Snack suggestions: Greek yogurt with berries (anti-inflammatory), hard boiled eggs with carrot sticks, bananas/apples/celery with nut butter, hummus and vegetables, antioxidant trail mix (make your own with pumpkin seeds, almonds, walnuts, dried cranberries and cashews), protein smoothie (milk, frozen berries or fruit of choice, and flax seeds with an optional scoop protein powder)

4.       Stay Hydrated: Make sure to drink enough water. Aim to drink at least half your body weight in ounces every day (eg, 50 ounces for 100 pounds). Water helps carry oxygen to your body cells, helping your systems to function optimally. Tea or hot water with lemon are especially helpful because warm liquids can relieve congestion, aid digestion, and flush toxins more efficiently.

5.       Exercise: Get at least 30-60 minutes of exercise a day. While you can’t get to the gym right now, you can find fitness classes online on platforms like YouTube or Facebook. Or go for a walk or run outside, while keeping social distance.

6.       Get Enough Sleep: Try keeping a regular bedtime and getting up at the same time every day. Turn off electronic devices 30-60 minutes before bed. Sleep needs vary slightly based on age, but in general, at least 8 hours of sleep per night will help you recover from exercise and daily activity, as well as improve your health and ability to combat stress.

7.       Get Your Vitamins: Get multivitamins and minerals in your diet and take supplements if needed. You can get Vitamin D from 20 minutes of sun or from supplements (1000-2000 international units per day on average). Get Vitamin C in oranges, grapefruit, kiwi, green leafy veggies, and broccoli, and get Zinc in shellfish, red meat, chickpeas, and lentils.

8.       Be Mindful: Try to minimize stress by engaging in meditation, exercise, and virtually connecting with your loved ones. When we are stressed, the immune system’s ability to fight off antigens is reduced. The stress hormone, corticosteroid, can suppress the effectiveness of your immune system by lowering the number of white blood cells available to fight infection. Stress can also have an indirect effect on your immune system, especially when your go-to coping strategies include increased alcohol consumption or smoking.
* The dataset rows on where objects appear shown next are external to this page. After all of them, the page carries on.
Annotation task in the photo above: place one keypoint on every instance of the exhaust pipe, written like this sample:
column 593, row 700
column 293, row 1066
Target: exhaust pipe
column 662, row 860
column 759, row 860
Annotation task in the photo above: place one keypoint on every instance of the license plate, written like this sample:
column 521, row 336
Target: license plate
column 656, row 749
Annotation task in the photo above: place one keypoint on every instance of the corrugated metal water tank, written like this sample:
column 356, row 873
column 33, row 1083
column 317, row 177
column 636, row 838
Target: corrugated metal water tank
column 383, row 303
9.       Try Something New: Share recipes and tips with others that you find helpful. New recipes can provide variety in your diet, which will promote a wide array of nutrients.

10.      Stay Positive: We know it can be hard with the barrage of news, but try to think of three things you are grateful for each day (even something as small as that the sun came out or you cooked a nice meal or that you’ve finally cleaned out that closet you never had time to tackle.) Try taking a little time for yourself each day (maybe a bath, a book, a favorite hobby or show), and connecting with virtually with friends (maybe hold an online dinner party). An optimistic outlook has been associated with resistance to the common cold, lower rates of depression, and improved overall health. Now is the time to build that muscle, but also cut yourself some slack. It’s not easy and we’re all doing the best we can. Please be kind to yourself, those you love, and those who are helping you (grocery store workers, delivery drivers). We are all in this together.